Reflections - the solo piano works of Andrzej and Roxanna Panufnik in Fanfare USA

"energetic, emotionally moving, and full of a whole spectrum of colours" — Scott Noriega

Andrzej Panufnik (1914-1991) was a Polish composer and conductor born in Warsaw. His father, Tomasz Panufnik, a violinmaker, and mother, Matylda Thonnes Panufnik, a noted violinist, pianist and composer, exposed him to music from an early age. In 1932, at the age of 17, he entered the Warsaw Conservatory to study at first percussion, later majoring in both theory and composition. After the completion of his degree, he travelled to Vienna to study conducting with Felix Weingartner, eventually following him, after the Anschluss, first to Paris, then London. But he returned to Warsaw during the war ywars, participating in the highly restricted musical life of the city, most notably performing with Lutosławski in duo-piano concerts. Many of his early works were destroyed, not due to the war, but rather to a female tenant that had moved into his apartment when he left to care for his ailing mother - she saw the papers and assumed that they were all trash. His interest in various Modernist techniques caused him strife in the then Stalinist controlled Poland. In the mid-1950s, while on tour in Zurich, he made his move to escape his homeland, eventually settling in England and becoming a British citizen in 1961. It was not until 1990 that he returned to Poland, now a country with a democratically elected government. He was knighted in 1991.

But this release features not only that composer's music, but also the music of Roxanna Panufnik, the composer's daughter. Born in London in 1968, Roxanna, too, had musical exposure from an early age, later studying at London's Royal Academy of Music. She has gone on to composer a wide range of compositions - opera, ballet, choral works, chamber music, music for film and television, and solo piano works - which are performed the world over. The current release features her original compositions, but also reworkings or arrangements of her father's works, originally for voice and piano, for solo piano.

Andrzej Panufnik has three major works for solo piano. The 12 Miniature Studies (1947, rev. 1955/1964), which were initially called Circle of Fifths, is comprised of a series of études beginning in C sharp (Major / Minor) and successively moving down a fifth at a time, until finally reaching the key of G sharp, a fifth above the first; each étude shares a similar melodic line, so that interest in maintained through the contrast of tempo, dynamics, meter, and other musical aspects. Reflections (1968) was completed within days of the birth of Roxanna. It is, in the composer's own words, representative of "contemplation… and reflections in the tangible sense… based on constant reflections of a single triad with its perpetual transpositions used both vertically and horizontally." It is a sparse-sounding work, with an angular melodic line, and harmonic clusters reminiscent in sound of Bartók's night music. The Pentasonata (1984) is the composer's last work for piano, written in the composer's 70th year, and dedicated to his wife. The work predominantly uses a pentatonic scale, and is composed of five sections, the first and last of which use a meter of 5/8 or 5/4. The beginning and ending play with the meter creating fascinating rhythmic features, while the middle of the work is more slow and contemplative. It is a perfect example of the composer's will to "achieve a balance between heart and mind, intellect and emotion."

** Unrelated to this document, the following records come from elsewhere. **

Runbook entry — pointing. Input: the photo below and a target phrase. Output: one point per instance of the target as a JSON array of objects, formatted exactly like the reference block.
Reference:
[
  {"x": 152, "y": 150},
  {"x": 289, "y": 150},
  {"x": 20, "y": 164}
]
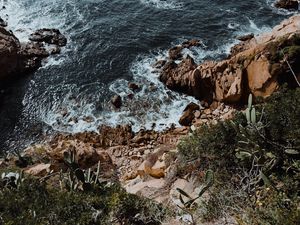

The transcriptions of Modlitwa (1990/1999, arr. 2013), based on an unfinished song, and the three (of five) songs, set as a miniature suite here entitled Hommage à Chopin (1949/1955, arr. 2013), are both lyrical compositions, similar in feeling, and - besides the playfully quirky second of the Chopin settings - all meditative in nature. The original compositions of Roxanna Panufnik are comprised of two works here. Second Home (2003, rev. 2006) is, according to the pianist and booklet writer, "a series of variations on the Polish folk theme Hejne ino, fijołecki leśny! and expresses her sentiments for her father's Polish homeland." The second work, Glo, is short, a minute-and-a-half in length, and was written to commemorate the death of a family friend.

Throughout this recital Clare Hammond proves to be a very fine advocate of this music. Her interpretations match the goal of the composer: Not only are they well thought out and intellectually stimulating, but also energetic, emotionally moving, and full of a whole spectrum of colours - in a word, bracing. Recorded in excellent SACD sound, particularly luminous, and with well written and informative program notes, this is a release that everyone should own. Buy it. You'll enjoy it for years to come.